Evaluating multimodal emotion recognition in proactive conversational agents: A user study
For developers of socially interactive agents, this work highlights the limitations of vision-based emotion recognition and the importance of linguistic context, though the findings are based on a small user study.
The study found that in proactive conversational agents, facial expression recognition is unreliable due to users' 'poker face' effect, while linguistic analysis is more accurate for detecting real emotions. The agent could elicit emotions through conversational themes but uncalibrated proactivity caused disengagement.
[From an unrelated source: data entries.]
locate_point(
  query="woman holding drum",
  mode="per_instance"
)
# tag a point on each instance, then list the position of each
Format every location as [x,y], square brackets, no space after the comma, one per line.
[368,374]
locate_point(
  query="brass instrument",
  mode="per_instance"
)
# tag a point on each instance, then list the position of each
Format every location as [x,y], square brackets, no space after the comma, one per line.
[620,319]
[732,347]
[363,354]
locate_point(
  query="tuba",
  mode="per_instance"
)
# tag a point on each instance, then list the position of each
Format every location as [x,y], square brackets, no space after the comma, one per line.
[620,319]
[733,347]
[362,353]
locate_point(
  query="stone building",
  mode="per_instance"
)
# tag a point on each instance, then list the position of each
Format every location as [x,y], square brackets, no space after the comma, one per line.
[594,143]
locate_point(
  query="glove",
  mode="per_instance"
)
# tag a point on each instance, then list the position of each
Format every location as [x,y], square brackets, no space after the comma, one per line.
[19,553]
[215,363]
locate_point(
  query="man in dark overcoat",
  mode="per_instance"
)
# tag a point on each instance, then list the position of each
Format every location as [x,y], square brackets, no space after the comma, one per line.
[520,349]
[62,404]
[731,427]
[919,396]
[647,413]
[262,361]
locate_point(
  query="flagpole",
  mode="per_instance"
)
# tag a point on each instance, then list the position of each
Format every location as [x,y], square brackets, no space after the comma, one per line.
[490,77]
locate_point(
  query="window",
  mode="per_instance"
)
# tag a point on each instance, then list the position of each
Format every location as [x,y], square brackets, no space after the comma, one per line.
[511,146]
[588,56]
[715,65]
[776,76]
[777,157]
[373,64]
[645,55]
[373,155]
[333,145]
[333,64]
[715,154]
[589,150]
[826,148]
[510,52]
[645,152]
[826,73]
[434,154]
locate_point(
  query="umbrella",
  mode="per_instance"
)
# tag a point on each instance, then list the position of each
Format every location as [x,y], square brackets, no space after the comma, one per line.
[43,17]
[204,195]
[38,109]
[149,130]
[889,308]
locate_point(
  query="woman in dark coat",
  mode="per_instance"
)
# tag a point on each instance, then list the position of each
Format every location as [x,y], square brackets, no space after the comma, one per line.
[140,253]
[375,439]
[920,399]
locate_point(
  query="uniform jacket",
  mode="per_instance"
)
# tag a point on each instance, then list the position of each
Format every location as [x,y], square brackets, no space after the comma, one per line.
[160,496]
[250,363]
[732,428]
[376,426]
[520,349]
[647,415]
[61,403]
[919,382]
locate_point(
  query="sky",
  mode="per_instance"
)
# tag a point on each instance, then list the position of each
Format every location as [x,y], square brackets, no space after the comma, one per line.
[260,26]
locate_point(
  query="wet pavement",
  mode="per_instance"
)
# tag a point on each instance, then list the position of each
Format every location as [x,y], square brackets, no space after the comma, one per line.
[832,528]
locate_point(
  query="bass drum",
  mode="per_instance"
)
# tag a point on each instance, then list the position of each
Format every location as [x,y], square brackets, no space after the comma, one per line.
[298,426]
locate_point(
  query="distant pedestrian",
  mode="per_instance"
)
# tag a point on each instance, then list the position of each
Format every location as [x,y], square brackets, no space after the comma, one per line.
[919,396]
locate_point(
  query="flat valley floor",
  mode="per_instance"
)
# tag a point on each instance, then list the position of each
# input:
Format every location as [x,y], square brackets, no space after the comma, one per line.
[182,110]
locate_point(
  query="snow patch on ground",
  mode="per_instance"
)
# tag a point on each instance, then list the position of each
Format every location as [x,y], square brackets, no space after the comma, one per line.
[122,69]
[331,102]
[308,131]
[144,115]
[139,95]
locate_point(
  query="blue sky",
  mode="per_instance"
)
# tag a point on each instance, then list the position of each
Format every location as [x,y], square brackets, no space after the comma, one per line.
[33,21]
This article presents a multimodal emotion recognition module integrated into a proactive Socially Interactive Agent (SIA) powered by generative artificial intelligence. The system evaluates real-time affective states through two distinct channels: a computer vision-based facial recognition module and a semantic linguistic analysis engine. To validate the framework, an empirical study was conducted with 20 users who engaged in dynamic, unscripted dialogues with the conversational agent. The findings reveal a significant discrepancy between automated visual cues and actual internal emotional states. When interacting with the AI, users consistently exhibited a "poker face" effect, displaying serious, concentrated facial expressions even when experiencing positive emotions. Consequently, the generative AI linguistic analysis proved significantly more reliable, by contextualizing the users' verbal expressions. Furthermore, an analysis of the interaction dynamics demonstrated that SIAs can effectively elicit specific emotions by adapting conversational themes and employing structured linguistic patterns, such as empathetic or humorous language. However, the study also noted that instances of uncalibrated proactivity occasionally led to user disengagement and a perception of artificiality. Ultimately, this research highlights the necessity of refining SIAs to dynamically adapt to users' emotional evolution, relying on deep linguistic context to foster more natural, human-like interactions.